The first thing you should look at when making a pantry list is your old menu plans. What types of meals do you make most often? We make meals that consist of meats veggies and starches. Out of the three food groups, the starches are the least expensive per serving to purchase. Therefore, that is where I begin.
WEEK 1: Grains & Starches
I purchase a 25-pound bag of flour ($1.74 per 5lbs.) and a 25-pound box of rice (2 cups per dinner=$.59 per dinner) and a 2-pound bag of yeast ($4.16). This will give me the foundation to make breakfast lunch and dinner with just these basic ingredients.
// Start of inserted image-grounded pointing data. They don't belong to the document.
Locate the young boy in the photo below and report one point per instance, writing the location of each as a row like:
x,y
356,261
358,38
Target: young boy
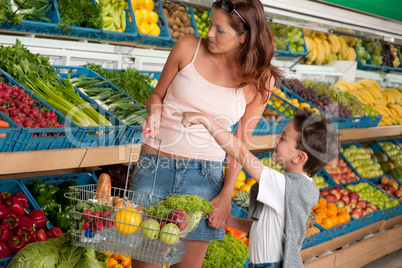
x,y
280,203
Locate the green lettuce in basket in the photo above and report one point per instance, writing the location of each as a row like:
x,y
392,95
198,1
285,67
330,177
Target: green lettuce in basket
x,y
195,207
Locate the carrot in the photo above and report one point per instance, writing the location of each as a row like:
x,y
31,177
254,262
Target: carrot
x,y
4,124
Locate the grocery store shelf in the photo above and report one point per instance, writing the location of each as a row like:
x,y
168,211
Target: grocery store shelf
x,y
357,248
45,160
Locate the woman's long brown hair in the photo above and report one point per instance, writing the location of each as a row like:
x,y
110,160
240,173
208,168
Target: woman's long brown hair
x,y
257,51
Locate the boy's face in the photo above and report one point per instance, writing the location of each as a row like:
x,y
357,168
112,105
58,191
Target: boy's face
x,y
285,145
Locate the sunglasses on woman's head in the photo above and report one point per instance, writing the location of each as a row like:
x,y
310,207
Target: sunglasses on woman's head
x,y
228,7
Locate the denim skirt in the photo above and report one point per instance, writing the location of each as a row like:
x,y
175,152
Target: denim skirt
x,y
177,177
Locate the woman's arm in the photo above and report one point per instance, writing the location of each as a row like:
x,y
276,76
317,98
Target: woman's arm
x,y
179,56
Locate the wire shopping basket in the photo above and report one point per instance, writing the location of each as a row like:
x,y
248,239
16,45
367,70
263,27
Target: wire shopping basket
x,y
131,226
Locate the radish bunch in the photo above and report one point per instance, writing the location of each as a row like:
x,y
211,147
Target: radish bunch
x,y
24,110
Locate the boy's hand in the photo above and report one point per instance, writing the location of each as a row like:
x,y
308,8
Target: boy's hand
x,y
189,119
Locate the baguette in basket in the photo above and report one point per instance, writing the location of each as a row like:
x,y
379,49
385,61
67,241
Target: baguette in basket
x,y
104,189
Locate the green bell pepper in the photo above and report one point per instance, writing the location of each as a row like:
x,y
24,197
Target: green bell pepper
x,y
39,188
63,220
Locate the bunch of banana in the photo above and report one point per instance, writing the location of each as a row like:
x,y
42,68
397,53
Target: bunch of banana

In addition to these items, I may also purchase pastas in bulk or a large quantity in smaller boxes if they are on sale.
All of these purchases except the pastas are broken down into kitchen canisters and the surplus is stored in the deep freezer.
WEEK 2: Frozen Veggies
Next, I turn my focus to veggies. I begin buying frozen veggies in bulk. At warehouse stores, they range between $4-$6 for 5lbs. I purchase corn nibblets, butter/lima beans, green beans, and garden mix (carrots, broccoli, & cauliflower). Each bag is broken down into 1 1/4 cup containers and stored in the kitchen freezer. The excess is stored in the deep freezer.
Dividing the bulk items allow me to keep track of how many servings/pounds I get from each purchase. It also prevents waste. If you divide the food into smaller sized canisters, it will prevent the grains from growing bugs while sitting in the cabinets. Store yeast in the freezer keeps it fresher and dividing the veggies will prevent freezer burn and bacteria from taking the whole bag in and out of the freezer.
WEEK 3: Fruits
This is the week that I purchase fresh fruits that freeze well. I check to see what fruits are on sale and in season. There are usually great prices on strawberries and bananas during the spring and summer. Both of these fruits freeze well and can be used in smoothies and for banana bread. If I can find a reasonable price, I also purchase peaches.
Many families have different methods of stocking a pantry with many different requirements for the purpose that their pantry will serve. I have two goals for my pantry. Goal number one is to be able to make basic and nutritious meals without having to run to the store every week. The second goal is to be able to maintain or reduce our annual grocery bill, which is now $3200 annually for a family of 6 (from 2004 until present) including toiletries and occasional dining out. Our budget is down from $4800 annually (2000-2001 family of 4, 2002 family of 5, and 2003 family of 6).
The biggest decisions that have reduced our grocery bill have been reducing processed foods and unhealthy snacks. We still eat unhealthy snacks such as chips and ice cream but they are a treat now, something that we have on “Family Night’s”. Sweet treats are no longer a regular part of my weekly shopping list such as before.
As you embark on the journey to stock your pantry, remember that pantry shopping is a behavior and it takes time to learn a new behavior. So if it does not come together at first just retrace your steps, figure out what needs adjustment, and try again. You won’t regret it.